Migrating to OpenTelemetry

The presentation will take place in Ballroom F on Saturday, March 7, 2026 - 12:30 to 13:30

Migrating to OpenTelemetry sounds straightforward on paper: instrument your services, ship traces/metrics/logs, and enjoy consistent observability. In practice—especially in a heterogeneous environment with many teams and varying levels of ownership—it’s a long-running migration full of sharp edges. This session tells the story of moving from a patchwork of legacy instrumentation and vendor-specific agents to OpenTelemetry, and why we chose to make self-service adoption the core strategy rather than a centralized “platform team does everything” approach.

We’ll walk through the real challenges that show up after the first few successful demos: establishing semantic conventions and span naming that stay consistent across languages, managing propagation and context reliably end-to-end, and balancing “golden path” defaults against the reality of edge-case services. We’ll cover collector architecture choices (local vs. gateway, scaling and resiliency patterns, routing rules, and multi-tenant concerns), configuration drift and sprawl, and the operational risks of changing signal pipelines without breaking incident response.
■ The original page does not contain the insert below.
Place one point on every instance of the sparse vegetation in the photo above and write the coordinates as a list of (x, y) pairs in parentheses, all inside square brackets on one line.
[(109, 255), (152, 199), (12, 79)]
Along the way, we’ll dig into the surprisingly tricky parts of cost management—cardinality explosions, sampling tradeoffs, attribute hygiene, and how to prevent well-meaning instrumentation from turning into a billing event.

The heart of the talk is how we tackled adoption friction with a home-grown, self-service solution built on Pulumi. Using infrastructure-as-code as the delivery mechanism, we built a paved road that teams could opt into with minimal changes: opinionated templates, safe defaults, automated wiring of collectors and exporters, and guardrails that enforce the things you only learn you need after being burned (version pinning, schema evolution, consistent resource attributes, and “known good” pipelines). We’ll show what worked, what didn’t, and how we iterated—plus the lessons learned about developer experience, change management, and how to measure real adoption beyond “we shipped a library.”

You’ll leave with concrete patterns you can apply to your own organization: how to design a migration plan that doesn’t stall, how to structure a self-service platform that scales with your teams, and how to keep the observability story coherent while your systems (and people) keep changing.